Woher diese Faszination für Schottland kommt, kann ich euch ehrlich gesagt gar nicht genau sagen. Vielleicht waren es Filme wie Braveheart oder Highlander, die ich schon aus meiner Kindheit kenne und die die Bilder von Bergen, Nebelwäldern und Clan-Kultur in mein Gedächtnis gebrannt haben.

Vor ein paar Monaten ist mein Interesse an Schottlands spannender Geschichte dann neu aufgeflammt, als ich eher zufällig bei Netflix auf Outlander gestoßen bin. Die Serie hat mich direkt in ihren Bann gezogen und nach zwei Staffeln wusste ich alles über Jakobiten, die Schlacht bei Culloden und Schottlands konstantes Streben nach Unabhängigkeit.
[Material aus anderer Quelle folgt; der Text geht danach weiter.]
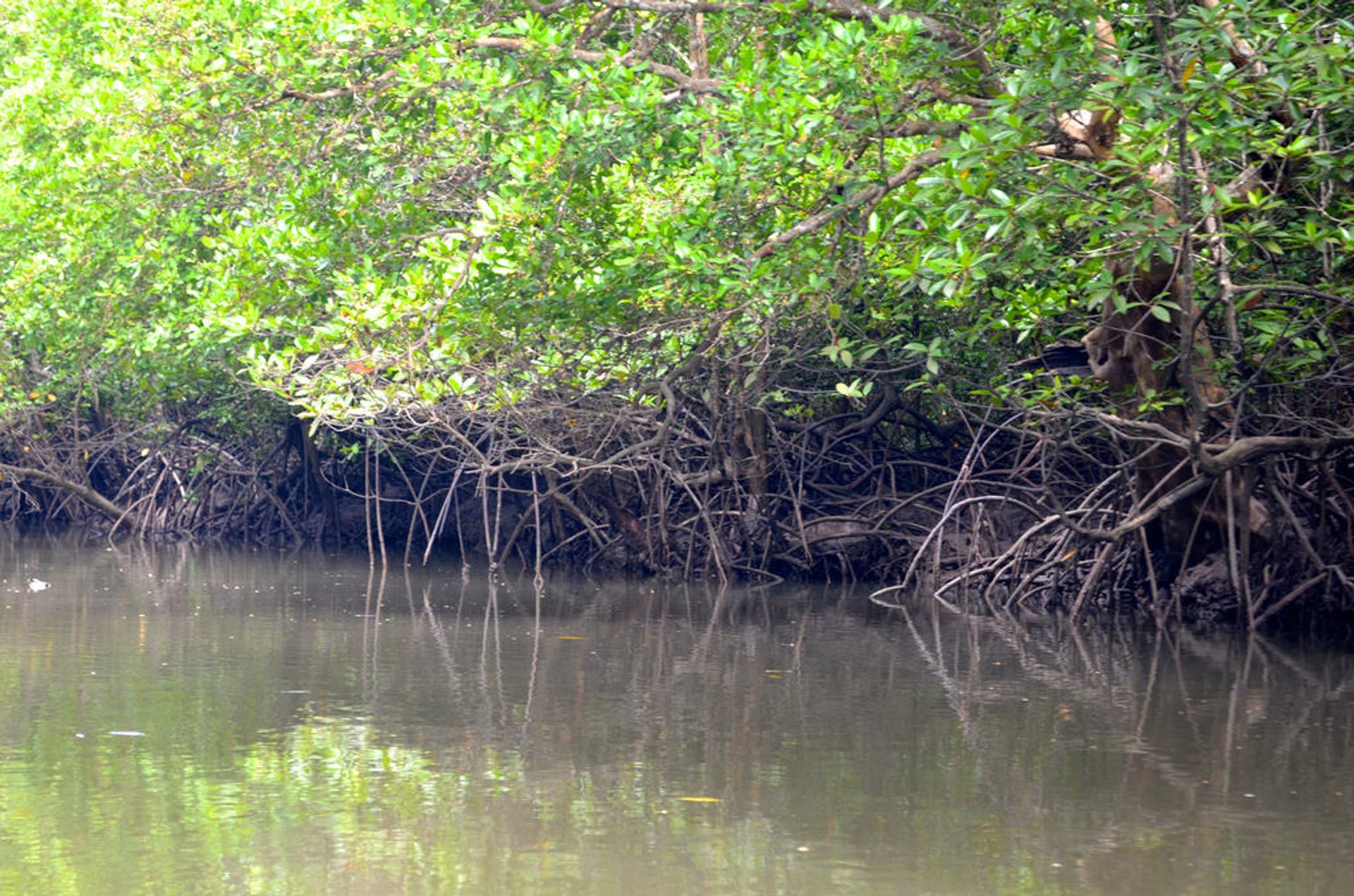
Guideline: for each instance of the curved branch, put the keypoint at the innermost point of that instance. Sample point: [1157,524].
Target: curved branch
[865,195]
[85,493]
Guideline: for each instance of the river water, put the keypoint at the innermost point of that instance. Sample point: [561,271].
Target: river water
[233,723]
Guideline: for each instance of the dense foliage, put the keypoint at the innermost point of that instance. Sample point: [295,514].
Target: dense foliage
[406,221]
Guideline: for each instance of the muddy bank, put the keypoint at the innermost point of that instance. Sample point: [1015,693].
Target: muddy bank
[990,513]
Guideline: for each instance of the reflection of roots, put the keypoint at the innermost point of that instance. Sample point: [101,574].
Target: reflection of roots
[1031,510]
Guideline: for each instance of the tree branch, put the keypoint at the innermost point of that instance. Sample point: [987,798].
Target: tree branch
[85,493]
[863,197]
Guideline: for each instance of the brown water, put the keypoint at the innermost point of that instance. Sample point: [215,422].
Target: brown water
[179,722]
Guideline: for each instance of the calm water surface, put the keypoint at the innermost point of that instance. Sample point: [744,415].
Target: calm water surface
[187,722]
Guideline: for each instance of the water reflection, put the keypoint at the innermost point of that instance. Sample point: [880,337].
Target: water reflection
[312,726]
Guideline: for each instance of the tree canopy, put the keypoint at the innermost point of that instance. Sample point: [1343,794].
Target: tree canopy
[410,219]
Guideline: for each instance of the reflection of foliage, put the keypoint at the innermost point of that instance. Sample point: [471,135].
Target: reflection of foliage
[469,754]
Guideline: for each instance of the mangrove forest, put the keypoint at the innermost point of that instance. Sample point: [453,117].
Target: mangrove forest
[1020,306]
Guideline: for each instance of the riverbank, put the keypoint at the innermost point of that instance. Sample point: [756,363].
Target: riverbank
[1008,509]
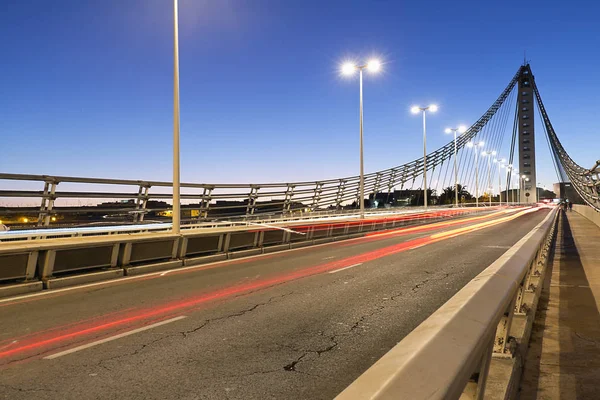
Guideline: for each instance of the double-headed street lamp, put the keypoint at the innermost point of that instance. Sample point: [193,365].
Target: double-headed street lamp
[460,129]
[348,69]
[416,110]
[476,146]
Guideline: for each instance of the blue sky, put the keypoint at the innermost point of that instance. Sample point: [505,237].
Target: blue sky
[87,85]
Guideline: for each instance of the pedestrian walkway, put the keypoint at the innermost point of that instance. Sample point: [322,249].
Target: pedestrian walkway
[563,361]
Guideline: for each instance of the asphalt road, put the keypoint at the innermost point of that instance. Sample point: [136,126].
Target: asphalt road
[301,324]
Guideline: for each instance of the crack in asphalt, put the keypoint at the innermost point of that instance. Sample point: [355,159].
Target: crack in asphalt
[185,334]
[236,314]
[423,282]
[18,389]
[334,338]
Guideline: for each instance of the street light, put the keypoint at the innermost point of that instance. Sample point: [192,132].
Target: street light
[416,110]
[349,69]
[476,145]
[488,154]
[500,166]
[176,183]
[510,169]
[460,129]
[522,183]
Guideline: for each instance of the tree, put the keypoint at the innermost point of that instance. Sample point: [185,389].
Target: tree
[447,196]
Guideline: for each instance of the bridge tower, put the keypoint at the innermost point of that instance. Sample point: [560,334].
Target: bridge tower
[526,142]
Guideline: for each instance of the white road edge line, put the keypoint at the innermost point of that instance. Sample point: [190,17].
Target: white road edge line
[341,269]
[45,293]
[109,339]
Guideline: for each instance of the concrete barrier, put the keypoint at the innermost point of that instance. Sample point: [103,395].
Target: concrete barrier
[448,356]
[18,264]
[588,212]
[151,248]
[49,259]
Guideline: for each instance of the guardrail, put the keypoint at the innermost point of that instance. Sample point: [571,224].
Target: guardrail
[55,261]
[64,232]
[139,198]
[448,356]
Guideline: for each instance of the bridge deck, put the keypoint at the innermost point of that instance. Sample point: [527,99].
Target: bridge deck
[564,356]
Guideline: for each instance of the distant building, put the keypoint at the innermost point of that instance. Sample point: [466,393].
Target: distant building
[564,190]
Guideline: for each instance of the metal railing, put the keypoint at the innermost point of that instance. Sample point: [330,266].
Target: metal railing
[264,220]
[448,356]
[141,198]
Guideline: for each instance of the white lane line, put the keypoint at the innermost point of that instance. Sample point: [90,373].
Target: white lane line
[109,339]
[110,282]
[341,269]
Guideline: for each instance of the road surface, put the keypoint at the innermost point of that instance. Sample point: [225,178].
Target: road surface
[300,324]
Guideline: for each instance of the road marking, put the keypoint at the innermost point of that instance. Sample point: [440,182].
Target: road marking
[341,269]
[567,285]
[9,344]
[109,339]
[191,268]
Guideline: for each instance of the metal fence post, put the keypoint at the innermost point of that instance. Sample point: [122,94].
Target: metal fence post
[289,195]
[250,208]
[48,197]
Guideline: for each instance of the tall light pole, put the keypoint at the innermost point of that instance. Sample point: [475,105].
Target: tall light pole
[519,180]
[513,171]
[460,129]
[475,146]
[176,200]
[500,166]
[348,69]
[488,154]
[416,110]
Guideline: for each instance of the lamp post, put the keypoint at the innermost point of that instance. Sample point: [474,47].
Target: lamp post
[176,178]
[500,166]
[521,185]
[460,129]
[476,145]
[416,110]
[489,153]
[348,69]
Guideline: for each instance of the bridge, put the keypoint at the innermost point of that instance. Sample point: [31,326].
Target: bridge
[451,276]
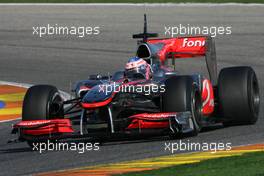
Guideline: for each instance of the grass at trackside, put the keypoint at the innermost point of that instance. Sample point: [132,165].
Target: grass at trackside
[249,164]
[130,1]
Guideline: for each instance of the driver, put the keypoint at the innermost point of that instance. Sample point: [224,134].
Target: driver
[136,65]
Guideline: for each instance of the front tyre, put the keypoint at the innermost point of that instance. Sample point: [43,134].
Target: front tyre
[238,94]
[42,102]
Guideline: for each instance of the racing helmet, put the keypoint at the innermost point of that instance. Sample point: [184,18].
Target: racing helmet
[137,66]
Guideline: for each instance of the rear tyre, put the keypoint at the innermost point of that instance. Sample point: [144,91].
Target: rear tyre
[181,95]
[42,102]
[238,94]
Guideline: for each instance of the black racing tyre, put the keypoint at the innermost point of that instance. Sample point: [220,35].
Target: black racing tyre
[42,102]
[181,95]
[238,94]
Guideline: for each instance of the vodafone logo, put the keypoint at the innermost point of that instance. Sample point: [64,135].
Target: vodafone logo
[192,43]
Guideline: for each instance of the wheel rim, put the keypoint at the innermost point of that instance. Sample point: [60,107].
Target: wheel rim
[255,98]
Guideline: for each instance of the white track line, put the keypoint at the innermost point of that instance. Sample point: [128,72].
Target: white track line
[135,4]
[64,95]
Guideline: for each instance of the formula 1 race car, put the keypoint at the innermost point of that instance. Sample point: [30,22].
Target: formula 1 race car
[166,103]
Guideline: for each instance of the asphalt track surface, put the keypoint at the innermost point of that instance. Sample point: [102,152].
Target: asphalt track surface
[60,60]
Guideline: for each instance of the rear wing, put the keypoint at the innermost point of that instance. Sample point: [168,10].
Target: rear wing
[185,47]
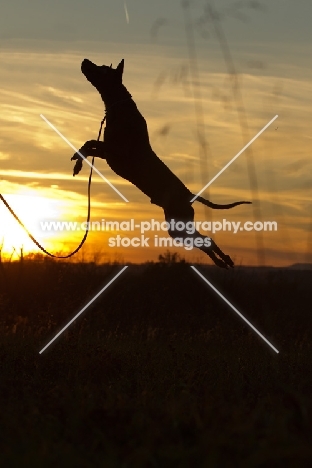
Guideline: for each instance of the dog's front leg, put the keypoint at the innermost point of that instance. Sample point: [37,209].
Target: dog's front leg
[93,148]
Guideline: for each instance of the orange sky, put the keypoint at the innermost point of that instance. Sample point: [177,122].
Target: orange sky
[36,171]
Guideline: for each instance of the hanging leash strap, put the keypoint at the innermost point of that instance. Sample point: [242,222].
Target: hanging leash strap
[88,216]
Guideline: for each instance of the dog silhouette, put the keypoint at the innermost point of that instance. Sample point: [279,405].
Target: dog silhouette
[127,150]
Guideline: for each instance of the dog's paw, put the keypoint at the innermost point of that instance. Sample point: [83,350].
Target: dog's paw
[77,167]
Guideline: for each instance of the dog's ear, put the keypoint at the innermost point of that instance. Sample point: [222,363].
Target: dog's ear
[119,69]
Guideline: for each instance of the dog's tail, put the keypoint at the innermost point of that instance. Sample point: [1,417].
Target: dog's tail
[215,206]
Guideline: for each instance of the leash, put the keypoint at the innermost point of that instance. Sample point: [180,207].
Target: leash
[88,216]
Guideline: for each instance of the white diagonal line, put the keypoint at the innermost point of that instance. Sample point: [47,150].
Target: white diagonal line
[85,307]
[235,157]
[85,159]
[235,310]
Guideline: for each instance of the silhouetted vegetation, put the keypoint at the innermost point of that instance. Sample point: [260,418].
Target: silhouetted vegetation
[158,371]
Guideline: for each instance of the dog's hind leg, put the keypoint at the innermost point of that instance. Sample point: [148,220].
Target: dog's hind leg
[185,213]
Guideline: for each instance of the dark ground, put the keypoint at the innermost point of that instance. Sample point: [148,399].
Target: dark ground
[158,372]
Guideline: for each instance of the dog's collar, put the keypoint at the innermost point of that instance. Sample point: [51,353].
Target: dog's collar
[117,102]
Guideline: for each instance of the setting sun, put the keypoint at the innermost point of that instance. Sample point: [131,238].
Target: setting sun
[30,208]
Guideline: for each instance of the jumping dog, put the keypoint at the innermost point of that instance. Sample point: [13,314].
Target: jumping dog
[127,150]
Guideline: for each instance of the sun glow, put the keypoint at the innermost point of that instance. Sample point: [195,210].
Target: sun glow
[31,208]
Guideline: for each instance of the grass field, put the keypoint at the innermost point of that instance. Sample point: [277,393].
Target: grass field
[159,371]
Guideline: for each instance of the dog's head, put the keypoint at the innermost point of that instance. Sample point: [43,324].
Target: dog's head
[101,76]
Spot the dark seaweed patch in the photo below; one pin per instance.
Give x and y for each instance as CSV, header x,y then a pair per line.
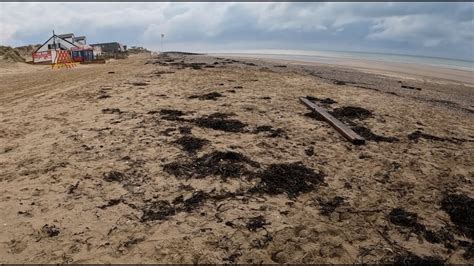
x,y
139,84
415,136
329,206
315,116
194,201
273,132
400,217
191,144
111,111
185,130
369,135
309,151
412,259
327,101
461,211
404,218
209,96
292,179
256,223
224,164
351,112
157,210
171,115
410,87
339,82
219,121
114,176
50,230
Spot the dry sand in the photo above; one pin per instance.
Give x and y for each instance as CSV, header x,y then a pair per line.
x,y
89,159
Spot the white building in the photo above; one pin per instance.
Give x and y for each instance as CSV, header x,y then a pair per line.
x,y
47,51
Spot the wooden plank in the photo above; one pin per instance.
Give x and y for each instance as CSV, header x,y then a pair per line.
x,y
338,125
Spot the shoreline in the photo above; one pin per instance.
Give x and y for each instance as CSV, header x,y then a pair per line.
x,y
126,162
410,70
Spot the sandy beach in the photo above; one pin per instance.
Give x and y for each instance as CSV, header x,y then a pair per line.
x,y
213,159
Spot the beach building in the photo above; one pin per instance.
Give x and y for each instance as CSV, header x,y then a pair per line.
x,y
78,47
111,48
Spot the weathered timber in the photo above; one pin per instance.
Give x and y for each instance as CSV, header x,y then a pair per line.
x,y
338,125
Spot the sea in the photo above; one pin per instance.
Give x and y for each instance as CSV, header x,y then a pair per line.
x,y
328,57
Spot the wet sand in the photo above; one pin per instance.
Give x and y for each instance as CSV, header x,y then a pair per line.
x,y
404,70
196,159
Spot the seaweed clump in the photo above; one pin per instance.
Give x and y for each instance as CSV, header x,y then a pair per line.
x,y
329,206
413,259
220,121
291,179
461,211
209,96
191,144
273,132
256,223
171,115
351,112
369,135
224,164
157,210
415,136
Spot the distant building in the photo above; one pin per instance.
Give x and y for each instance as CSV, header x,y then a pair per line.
x,y
77,46
111,47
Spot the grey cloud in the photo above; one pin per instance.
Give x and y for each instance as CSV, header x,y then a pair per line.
x,y
435,29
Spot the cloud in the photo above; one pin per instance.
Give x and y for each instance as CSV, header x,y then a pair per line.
x,y
437,29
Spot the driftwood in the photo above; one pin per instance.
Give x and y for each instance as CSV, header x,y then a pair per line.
x,y
338,125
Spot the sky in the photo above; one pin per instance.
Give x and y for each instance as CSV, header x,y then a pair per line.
x,y
427,29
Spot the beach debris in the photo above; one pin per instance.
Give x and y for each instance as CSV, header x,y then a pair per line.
x,y
209,96
412,259
72,188
369,135
110,203
114,176
157,210
219,121
327,101
410,87
191,144
139,83
399,216
255,223
274,132
167,131
326,207
219,163
339,82
460,208
111,111
351,112
415,136
50,230
103,96
338,125
185,130
171,114
291,179
196,199
309,151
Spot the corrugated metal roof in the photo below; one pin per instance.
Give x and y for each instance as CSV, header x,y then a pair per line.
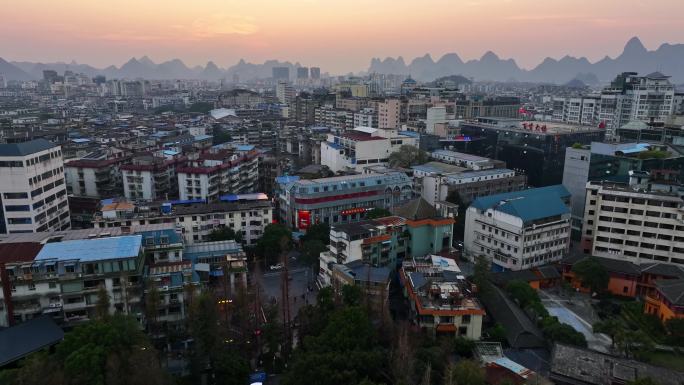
x,y
25,148
93,249
28,337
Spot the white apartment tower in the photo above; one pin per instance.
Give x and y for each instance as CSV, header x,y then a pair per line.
x,y
630,97
32,190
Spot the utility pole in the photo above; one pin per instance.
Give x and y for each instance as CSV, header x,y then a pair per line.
x,y
285,281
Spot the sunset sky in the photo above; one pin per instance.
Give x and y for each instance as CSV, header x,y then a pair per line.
x,y
337,35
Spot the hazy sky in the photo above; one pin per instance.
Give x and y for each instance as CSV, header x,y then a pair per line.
x,y
337,35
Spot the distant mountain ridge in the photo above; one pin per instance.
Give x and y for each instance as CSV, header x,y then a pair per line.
x,y
145,68
668,59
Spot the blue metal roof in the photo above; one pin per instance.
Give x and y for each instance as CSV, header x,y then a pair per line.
x,y
285,179
171,235
528,205
98,249
412,134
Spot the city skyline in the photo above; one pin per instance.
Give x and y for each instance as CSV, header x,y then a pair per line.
x,y
329,34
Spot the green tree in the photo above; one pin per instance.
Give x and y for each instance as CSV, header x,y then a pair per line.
x,y
224,233
592,274
345,352
311,251
459,227
407,156
352,295
152,302
463,346
108,351
317,232
229,367
378,212
675,329
102,304
465,372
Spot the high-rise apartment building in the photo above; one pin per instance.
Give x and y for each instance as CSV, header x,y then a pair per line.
x,y
285,93
33,194
302,73
580,110
631,222
389,114
631,97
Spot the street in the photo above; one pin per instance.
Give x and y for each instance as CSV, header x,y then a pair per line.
x,y
301,277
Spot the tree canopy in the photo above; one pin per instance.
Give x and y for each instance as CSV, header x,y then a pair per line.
x,y
108,351
345,352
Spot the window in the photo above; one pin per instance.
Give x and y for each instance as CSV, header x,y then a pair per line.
x,y
15,208
15,195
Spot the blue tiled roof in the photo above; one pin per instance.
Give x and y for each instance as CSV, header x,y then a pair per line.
x,y
285,179
528,205
171,235
244,147
92,249
412,134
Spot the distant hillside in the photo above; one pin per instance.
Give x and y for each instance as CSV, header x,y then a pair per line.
x,y
668,59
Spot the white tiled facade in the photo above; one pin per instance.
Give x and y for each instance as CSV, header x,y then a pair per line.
x,y
32,188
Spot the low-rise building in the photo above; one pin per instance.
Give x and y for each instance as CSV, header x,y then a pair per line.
x,y
441,301
521,229
214,174
195,219
149,178
340,199
95,178
668,300
362,147
436,183
63,279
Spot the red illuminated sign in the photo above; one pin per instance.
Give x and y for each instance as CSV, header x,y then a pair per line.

Mit dem Caledonian Sleeper in die Highlands

Sogar ein paar schottische Wörter hatte ich dank Outlander aufgeschnappt, sodass ich für meine Reise in den Cairngorms Nationalpark bestens gewappnet war. Und obwohl die Schottischen Highlands sogar einen Flughafen (Inverness) haben, entschied ich mich, die Reise diesmal mit dem Zug zu unternehmen.

Von der Euston Station in London aus fährt der Caledonian Sleeper. Ich muss gestehen, dass ich ziemlich aufgeregt war vor dem Trip. Als Flugbegleiterin bin ich nicht gerade abgehärtet, was lange Zugreisen angeht – und in einem Schlafwagen war ich bisher noch nie unterwegs .

An der Euston Station angekommen gab es erstmal Getränke und Snacks in der Lounge, die für Sleeper-Gäste kostenlos ist. Eine halbe Stunde später wurde dann auch schon das Boarding angekündigt und ich machte mich auf den Weg zu meinem Zug. Dort erwartete mich eine Zugbegleiterin, die mir eine Einweisung in meine private Club-Kabine mit Bett, Waschbecken, Toilette und Dusche gab.

Ich muss ehrlich sagen, dass ich noch nie in meinem Leben so komfortabel gereist bin. Nach acht Stunden Schlaf war ich super erholt und konnte ein leckeres Frühstück genießen, das ich am Abend vorher à la Carte bestellt hatte.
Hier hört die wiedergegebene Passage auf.